Features: October 29th, 2010

By Richard Cowley.

At a time when the UK’s population is being dubbed an ‘older, fatter and sicker’ generation, it is now the responsibility of the leisure industry and local authorities to work collaboratively. Richard Cowley, group health and wellbeing manager from DC Leisure, explains.

A mere 4.7 per cent of the UK population currently utilises the nation’s 2,686 public gyms (FIA, 2010). In order to generate heightened community interest, local authorities and leaders of the leisure industry must consider methods of engaging and educating the population about the benefits of physical activity, health and wellbeing. If we can successfully create a social hub for each family unit, we can educate tomorrow’s generation about the importance of a healthy and active lifestyle.

As the UK’s leading leisure contractor, we firmly believe that leisure centres should not simply be a ‘run of the mill’ community facility. Instead, they should be a thriving hub of health and wellbeing for the whole community to access.

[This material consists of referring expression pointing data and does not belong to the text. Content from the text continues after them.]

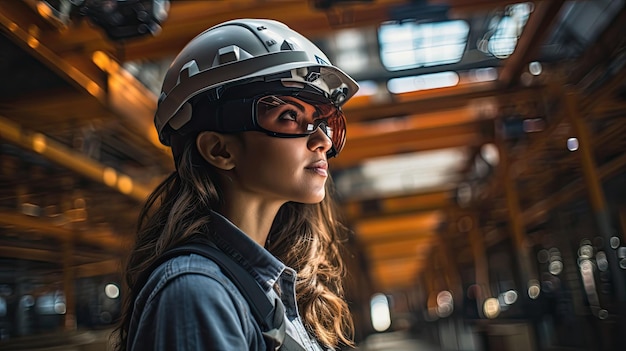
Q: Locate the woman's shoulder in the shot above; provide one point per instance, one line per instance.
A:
(189, 272)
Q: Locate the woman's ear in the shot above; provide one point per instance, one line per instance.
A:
(216, 149)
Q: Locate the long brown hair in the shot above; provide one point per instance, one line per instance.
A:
(307, 238)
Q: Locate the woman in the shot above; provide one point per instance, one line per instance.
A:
(252, 111)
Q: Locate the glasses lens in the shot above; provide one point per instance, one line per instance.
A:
(290, 116)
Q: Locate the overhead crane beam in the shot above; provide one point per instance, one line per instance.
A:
(535, 32)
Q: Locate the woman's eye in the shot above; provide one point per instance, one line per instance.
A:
(289, 115)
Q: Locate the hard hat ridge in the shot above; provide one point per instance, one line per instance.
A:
(237, 52)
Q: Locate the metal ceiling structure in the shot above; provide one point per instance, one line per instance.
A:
(79, 153)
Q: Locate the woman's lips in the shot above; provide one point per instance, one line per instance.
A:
(320, 167)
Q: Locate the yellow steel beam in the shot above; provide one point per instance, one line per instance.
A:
(49, 228)
(72, 160)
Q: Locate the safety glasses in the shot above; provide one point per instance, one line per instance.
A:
(292, 115)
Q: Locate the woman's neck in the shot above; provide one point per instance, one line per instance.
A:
(254, 218)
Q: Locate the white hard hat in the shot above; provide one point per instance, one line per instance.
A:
(240, 51)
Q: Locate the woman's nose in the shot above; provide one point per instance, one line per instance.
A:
(319, 140)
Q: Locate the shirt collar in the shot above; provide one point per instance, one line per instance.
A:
(264, 266)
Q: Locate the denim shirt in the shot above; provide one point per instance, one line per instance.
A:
(189, 304)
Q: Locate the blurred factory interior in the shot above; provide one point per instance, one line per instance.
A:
(483, 177)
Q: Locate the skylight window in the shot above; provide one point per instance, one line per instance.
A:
(412, 45)
(502, 37)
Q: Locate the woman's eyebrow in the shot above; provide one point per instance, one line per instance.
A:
(296, 103)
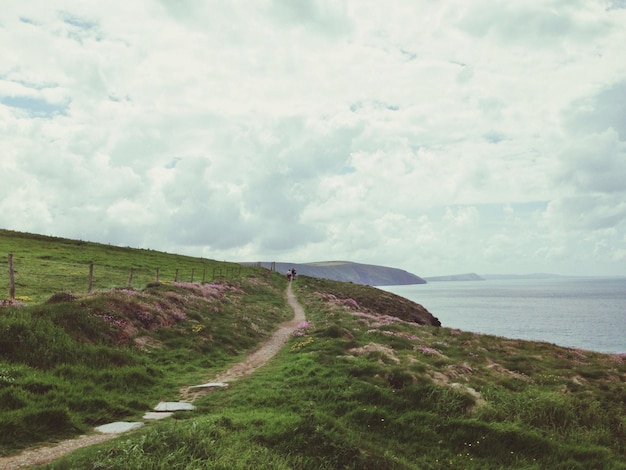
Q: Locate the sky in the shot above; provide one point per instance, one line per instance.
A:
(445, 137)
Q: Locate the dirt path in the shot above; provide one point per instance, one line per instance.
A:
(43, 455)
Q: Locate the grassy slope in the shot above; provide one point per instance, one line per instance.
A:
(355, 389)
(45, 265)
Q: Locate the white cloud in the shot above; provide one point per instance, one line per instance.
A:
(436, 137)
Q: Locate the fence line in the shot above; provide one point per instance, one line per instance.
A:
(103, 276)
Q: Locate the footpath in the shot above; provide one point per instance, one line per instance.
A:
(254, 360)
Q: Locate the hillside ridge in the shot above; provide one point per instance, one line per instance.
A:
(348, 271)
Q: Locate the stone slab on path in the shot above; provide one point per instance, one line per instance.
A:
(155, 415)
(211, 385)
(174, 406)
(118, 427)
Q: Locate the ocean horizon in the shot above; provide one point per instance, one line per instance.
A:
(577, 312)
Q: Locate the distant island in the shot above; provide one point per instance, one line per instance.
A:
(346, 271)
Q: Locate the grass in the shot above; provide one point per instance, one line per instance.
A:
(46, 265)
(356, 387)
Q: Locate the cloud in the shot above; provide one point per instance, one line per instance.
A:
(439, 138)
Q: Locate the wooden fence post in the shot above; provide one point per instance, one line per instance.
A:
(90, 278)
(11, 278)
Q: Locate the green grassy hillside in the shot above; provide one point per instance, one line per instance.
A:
(45, 265)
(357, 386)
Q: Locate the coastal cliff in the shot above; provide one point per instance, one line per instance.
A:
(345, 271)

Local residents must be provided with an array of activities that will engage them in physically active lifestyles, and ultimately help them to become healthier individuals. It is also our responsibility to engage with Primary Care Trusts (PCTs) to deliver demographic specific interventions.

Fighting the obesity epidemic

At present, there are 24 million obese adults in the UK. Worryingly, there are a further 3 million children across the country classed as overweight or obese (MEND, 2010). This demographic requires guidance and support to encourage weight loss, weight maintenance and a healthy lifestyle. So how can LAs, PCTs and leisure deliverers work in partnership to support their local community?

“In order to tackle the obesity epidemic, comprehensive and multi-level service interventions need to be developed through agencies working in partnership. We believe that this will give the best possible opportunity for sustainable outcomes for Rotherham families.” Gill Harrison, public health specialist, NHS Rotherham.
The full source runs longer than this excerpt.